Pattern Analysis and Applications

, Volume 8, Issue 1–2, pp 115–124 | Cite as

Hidden Markov chain estimation and parameterisation via ICA-based feature-selection

  • David WindridgeEmail author
  • Richard Bowden


We set out a methodology for the automated generation of hidden Markov models (HMMs) of observed feature-space transitions in a noisy experimental environment that is maximally generalising under the assumed experimental constraints. Specifically, we provide an ICA-based feature-selection technique for determining the number, and the transition sequence of the underlying hidden states, along with the observed-state emission characteristics when the specified noise model assumptions are fulfilled. In retaining correlation information between features, the method is potentially more general than the commonly employed Gaussian mixture model HMM parameterisation methods, to which we demonstrate that our method reduces when an arbitrary separation of features, or an experimentally-limited feature-space is imposed.
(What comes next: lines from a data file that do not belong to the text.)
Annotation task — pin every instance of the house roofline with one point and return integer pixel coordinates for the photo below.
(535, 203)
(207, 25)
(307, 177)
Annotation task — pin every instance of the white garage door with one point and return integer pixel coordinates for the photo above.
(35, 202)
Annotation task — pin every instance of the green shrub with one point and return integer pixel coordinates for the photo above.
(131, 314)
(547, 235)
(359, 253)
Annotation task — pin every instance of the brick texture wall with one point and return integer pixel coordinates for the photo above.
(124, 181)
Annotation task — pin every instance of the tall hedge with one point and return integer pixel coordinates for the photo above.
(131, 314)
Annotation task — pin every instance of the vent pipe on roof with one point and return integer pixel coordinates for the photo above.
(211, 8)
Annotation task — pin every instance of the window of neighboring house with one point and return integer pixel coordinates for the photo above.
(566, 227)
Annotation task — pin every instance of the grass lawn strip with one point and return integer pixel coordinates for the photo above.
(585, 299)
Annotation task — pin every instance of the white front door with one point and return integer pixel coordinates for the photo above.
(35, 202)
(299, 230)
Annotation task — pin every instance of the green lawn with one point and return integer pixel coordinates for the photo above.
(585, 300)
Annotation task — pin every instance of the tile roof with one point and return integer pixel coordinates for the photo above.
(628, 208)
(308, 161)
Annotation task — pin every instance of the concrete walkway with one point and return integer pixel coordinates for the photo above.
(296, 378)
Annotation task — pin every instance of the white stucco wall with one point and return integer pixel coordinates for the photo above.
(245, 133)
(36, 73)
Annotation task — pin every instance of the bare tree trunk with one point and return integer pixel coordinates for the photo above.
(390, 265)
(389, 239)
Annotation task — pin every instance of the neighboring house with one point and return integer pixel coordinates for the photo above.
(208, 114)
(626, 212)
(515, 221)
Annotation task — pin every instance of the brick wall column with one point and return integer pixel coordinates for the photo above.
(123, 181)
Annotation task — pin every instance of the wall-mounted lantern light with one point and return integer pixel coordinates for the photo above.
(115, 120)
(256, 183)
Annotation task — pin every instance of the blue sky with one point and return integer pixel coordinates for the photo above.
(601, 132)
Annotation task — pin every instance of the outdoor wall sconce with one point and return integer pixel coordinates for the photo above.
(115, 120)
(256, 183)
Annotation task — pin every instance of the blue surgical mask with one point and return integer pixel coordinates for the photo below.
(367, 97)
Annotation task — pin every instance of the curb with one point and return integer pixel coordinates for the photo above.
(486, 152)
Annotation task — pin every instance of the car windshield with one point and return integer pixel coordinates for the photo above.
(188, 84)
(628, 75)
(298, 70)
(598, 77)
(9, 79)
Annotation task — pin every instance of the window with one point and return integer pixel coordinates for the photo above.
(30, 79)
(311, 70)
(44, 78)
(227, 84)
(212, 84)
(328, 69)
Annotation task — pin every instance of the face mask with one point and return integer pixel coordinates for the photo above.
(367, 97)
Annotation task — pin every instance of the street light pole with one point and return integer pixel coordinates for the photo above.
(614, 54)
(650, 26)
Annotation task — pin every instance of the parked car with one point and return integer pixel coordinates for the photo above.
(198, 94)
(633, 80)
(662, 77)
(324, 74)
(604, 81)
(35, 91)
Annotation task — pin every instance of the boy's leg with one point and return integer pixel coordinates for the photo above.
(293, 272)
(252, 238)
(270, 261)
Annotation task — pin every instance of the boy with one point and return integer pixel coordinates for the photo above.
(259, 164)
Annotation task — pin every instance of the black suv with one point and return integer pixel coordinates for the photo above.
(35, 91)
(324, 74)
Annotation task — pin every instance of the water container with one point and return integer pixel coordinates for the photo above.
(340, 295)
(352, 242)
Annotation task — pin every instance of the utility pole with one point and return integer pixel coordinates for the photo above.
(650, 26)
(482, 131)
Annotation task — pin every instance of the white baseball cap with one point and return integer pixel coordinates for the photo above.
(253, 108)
A practical demonstration of the application of this method to automated sign-language classification is given, for which we demonstrate that a performance improvement of the order of 40% over naive Markovian modelling of the observed transitions is possible.


Hidden Markov models ICA Feature-selection Parameterisation Feature-spaces Sign-recognition 



This paper gratefully acknowledges the financial support of INRIA within the context of the Cognitive Vision Systems framework collaboration.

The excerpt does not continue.